Countering Fraudulent Phoenix Activity by Strengthening Company and Directors' Obligations

Submissions are sought on draft legislation designed to protect workers' superannuation from so called 'phoenix' companies, Assistant Treasurer Bill Shorten announced today.

The Gillard Government has released for public consultation exposure draft legislation on the 2011-12 Budget measure: Tax compliance - countering fraudulent phoenix activities by company directors.

Fraudulent phoenix activity involves the deliberate liquidation of a company to avoid paying liabilities - including employee entitlements, such as superannuation, and taxes.  The business then 'rises' and continues operations through another corporate entity, controlled by the same person or group of individuals, often with a very similar name and free of the debts.

"These amendments will help to secure workers' superannuation, and are not limited to directors of phoenix companies, but apply broadly to directors' obligations to cause their company to pay certain tax liabilities and superannuation guarantee amounts for employees," Mr Shorten said.

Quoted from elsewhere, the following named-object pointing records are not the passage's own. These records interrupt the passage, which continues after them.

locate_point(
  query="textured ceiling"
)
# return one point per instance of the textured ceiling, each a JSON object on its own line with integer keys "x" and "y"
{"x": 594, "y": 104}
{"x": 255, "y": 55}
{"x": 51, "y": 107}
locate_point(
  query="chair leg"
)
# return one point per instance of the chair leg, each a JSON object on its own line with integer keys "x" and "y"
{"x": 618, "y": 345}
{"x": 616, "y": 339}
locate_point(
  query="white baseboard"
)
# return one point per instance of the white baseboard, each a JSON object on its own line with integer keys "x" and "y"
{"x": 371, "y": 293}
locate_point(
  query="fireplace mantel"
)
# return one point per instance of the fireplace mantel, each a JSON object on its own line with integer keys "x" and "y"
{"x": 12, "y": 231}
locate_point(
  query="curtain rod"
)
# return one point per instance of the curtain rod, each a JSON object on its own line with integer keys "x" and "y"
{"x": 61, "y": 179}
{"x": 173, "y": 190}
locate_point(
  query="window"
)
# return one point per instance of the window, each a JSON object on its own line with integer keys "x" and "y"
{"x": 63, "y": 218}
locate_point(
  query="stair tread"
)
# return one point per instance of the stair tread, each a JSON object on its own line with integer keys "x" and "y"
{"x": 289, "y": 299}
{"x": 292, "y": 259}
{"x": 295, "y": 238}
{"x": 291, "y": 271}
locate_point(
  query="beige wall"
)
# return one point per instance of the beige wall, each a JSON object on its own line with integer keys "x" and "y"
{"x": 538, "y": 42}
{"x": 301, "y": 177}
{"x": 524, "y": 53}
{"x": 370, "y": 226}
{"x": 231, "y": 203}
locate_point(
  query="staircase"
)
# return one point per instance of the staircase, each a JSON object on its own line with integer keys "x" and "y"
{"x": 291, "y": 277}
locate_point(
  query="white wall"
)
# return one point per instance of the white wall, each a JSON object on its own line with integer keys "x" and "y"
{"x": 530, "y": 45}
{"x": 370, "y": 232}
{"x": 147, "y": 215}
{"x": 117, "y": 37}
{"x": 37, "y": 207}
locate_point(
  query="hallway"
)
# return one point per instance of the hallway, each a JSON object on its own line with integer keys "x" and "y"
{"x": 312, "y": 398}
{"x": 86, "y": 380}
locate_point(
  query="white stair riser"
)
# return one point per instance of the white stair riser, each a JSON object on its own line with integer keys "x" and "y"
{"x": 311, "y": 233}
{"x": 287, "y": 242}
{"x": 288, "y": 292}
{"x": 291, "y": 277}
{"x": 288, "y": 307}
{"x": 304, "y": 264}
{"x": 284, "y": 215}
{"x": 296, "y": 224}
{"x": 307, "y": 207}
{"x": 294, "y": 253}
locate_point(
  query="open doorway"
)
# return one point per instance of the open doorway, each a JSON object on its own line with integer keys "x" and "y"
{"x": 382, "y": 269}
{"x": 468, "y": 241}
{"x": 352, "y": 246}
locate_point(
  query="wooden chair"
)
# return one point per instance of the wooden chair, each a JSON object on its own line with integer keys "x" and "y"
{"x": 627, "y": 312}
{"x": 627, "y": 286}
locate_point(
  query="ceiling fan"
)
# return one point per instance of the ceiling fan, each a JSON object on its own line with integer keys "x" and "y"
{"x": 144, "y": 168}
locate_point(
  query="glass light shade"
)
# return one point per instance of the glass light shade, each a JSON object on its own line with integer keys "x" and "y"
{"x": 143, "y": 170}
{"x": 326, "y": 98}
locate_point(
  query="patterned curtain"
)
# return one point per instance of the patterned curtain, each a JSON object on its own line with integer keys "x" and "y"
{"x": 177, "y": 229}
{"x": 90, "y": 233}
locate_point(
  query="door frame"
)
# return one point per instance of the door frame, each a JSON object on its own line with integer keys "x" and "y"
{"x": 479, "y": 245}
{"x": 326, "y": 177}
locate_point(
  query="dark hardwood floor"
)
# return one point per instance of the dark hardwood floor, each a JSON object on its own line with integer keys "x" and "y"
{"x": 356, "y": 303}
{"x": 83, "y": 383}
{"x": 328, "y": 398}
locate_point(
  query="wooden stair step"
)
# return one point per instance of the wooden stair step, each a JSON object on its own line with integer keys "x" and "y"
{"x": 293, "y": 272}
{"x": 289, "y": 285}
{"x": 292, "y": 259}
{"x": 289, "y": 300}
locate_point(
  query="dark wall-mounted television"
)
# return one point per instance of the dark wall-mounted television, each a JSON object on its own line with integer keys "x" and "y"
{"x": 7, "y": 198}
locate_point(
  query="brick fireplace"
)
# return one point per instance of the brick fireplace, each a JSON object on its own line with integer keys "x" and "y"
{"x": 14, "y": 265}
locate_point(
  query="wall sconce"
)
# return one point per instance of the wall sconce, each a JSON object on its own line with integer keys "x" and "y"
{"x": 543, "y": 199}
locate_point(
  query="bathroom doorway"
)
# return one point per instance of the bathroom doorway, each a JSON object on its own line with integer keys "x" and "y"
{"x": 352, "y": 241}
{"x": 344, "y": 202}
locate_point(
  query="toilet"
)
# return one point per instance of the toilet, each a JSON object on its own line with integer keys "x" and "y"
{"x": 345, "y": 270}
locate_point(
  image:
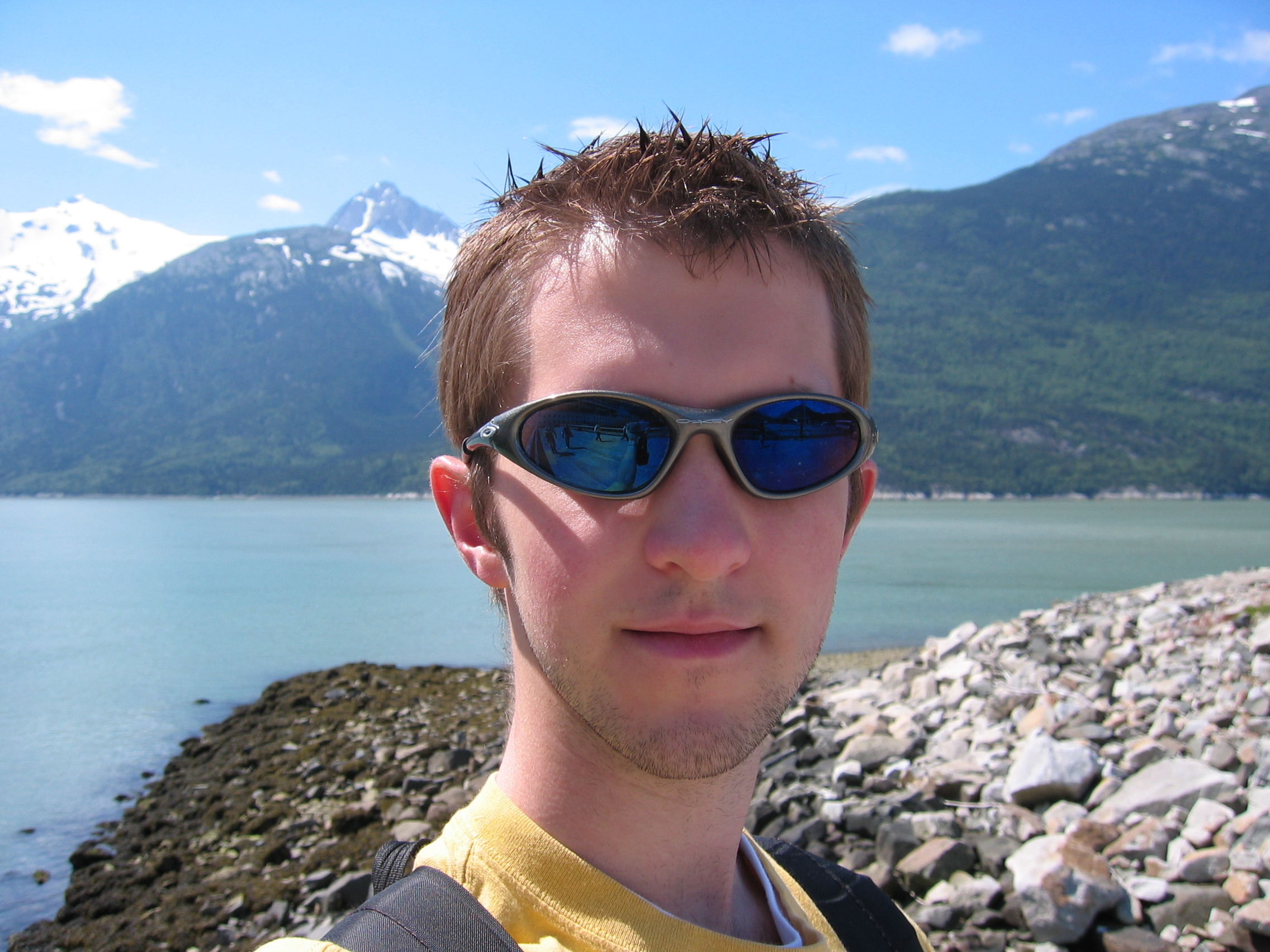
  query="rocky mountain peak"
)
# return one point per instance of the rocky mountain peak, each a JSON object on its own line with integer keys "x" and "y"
{"x": 384, "y": 208}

The Government will address these issues through three measures in the tax law:

  1. Extending the director penalty regime to make directors personally liable for their company's failure to pay employees' superannuation guarantee amounts
  2. Allowing the Australian Taxation Office to immediately pursue directors under the director penalty regime where the company's unpaid PAYG withholding and superannuation guarantee liability remains unpaid and unreported three months after the due day
  3. Providing the Commissioner with the discretion to prevent directors and, in some instances their associates, from obtaining PAYG withholding credits where the company has an outstanding PAYG liability.

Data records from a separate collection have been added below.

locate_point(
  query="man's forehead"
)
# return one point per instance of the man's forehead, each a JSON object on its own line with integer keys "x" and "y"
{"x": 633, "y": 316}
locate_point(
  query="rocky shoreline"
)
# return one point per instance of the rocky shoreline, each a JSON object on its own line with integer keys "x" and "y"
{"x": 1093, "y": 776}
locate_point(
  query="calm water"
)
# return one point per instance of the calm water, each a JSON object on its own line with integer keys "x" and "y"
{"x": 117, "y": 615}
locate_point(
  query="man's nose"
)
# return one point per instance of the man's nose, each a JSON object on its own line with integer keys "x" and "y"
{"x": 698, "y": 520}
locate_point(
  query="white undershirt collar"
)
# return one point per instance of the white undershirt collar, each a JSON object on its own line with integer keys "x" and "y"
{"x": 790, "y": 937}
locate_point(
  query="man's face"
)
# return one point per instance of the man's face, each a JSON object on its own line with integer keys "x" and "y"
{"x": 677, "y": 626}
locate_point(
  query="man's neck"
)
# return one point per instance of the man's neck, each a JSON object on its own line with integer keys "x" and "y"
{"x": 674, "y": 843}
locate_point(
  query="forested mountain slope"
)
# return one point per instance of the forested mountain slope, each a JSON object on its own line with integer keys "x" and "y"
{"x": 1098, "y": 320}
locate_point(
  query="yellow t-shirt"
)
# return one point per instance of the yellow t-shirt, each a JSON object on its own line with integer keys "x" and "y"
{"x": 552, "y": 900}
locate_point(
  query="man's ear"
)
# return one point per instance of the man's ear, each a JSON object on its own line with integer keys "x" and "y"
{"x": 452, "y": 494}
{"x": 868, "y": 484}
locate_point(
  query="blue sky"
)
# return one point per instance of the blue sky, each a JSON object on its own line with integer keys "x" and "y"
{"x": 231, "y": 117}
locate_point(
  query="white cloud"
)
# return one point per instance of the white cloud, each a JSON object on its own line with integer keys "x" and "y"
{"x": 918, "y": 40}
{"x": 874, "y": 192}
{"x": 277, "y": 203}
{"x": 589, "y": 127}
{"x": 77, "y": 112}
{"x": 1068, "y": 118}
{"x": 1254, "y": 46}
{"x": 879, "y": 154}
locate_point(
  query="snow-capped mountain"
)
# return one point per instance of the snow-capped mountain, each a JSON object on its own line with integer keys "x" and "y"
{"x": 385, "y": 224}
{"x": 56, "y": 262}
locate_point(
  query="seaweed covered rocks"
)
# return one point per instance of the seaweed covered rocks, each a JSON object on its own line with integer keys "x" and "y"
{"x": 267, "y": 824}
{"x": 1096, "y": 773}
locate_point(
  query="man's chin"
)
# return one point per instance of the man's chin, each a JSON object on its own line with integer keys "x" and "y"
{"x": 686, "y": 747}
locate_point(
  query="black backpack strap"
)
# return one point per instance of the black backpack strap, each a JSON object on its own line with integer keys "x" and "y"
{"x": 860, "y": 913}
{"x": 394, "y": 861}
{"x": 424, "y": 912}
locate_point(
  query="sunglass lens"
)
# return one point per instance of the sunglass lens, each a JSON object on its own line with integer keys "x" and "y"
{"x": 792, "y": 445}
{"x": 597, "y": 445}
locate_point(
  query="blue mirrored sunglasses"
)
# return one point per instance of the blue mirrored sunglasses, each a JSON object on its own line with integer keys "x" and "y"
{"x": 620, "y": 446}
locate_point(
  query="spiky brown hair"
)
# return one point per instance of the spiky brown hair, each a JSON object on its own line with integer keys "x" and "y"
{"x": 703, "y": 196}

"The Government is committed to ensuring employees receive their entitlements and to taking strong action to deter phoenix activity. However, we recognise the importance of ensuring these changes do not discourage entrepreneurialism and commercial risk-taking or impact unnecessarily on genuine businesses."

"The measure will include safeguards to ensure it can be targeted to the highest risk and most egregious cases, which often involve phoenix operators. The Commissioner of Taxation will have discretion in applying the law. Directors will have the ability to raise objections and legal defences where they have been made personally liable for their company's non-compliance."

"Fraudulent phoenix companies gain a competitive advantage over their upstanding counterparts, having a negative impact on the economy as a whole.  Employees often pay the price when companies 'phoenix' or neglect their commitments to employees when entitlements are left unpaid and are often not recoverable," Mr Shorten said.

Submissions close on 1 August 2011 to allow for the introduction of the measure in the Spring sittings of Parliament.

The draft legislation and explanatory materials can be obtained on the Treasury website.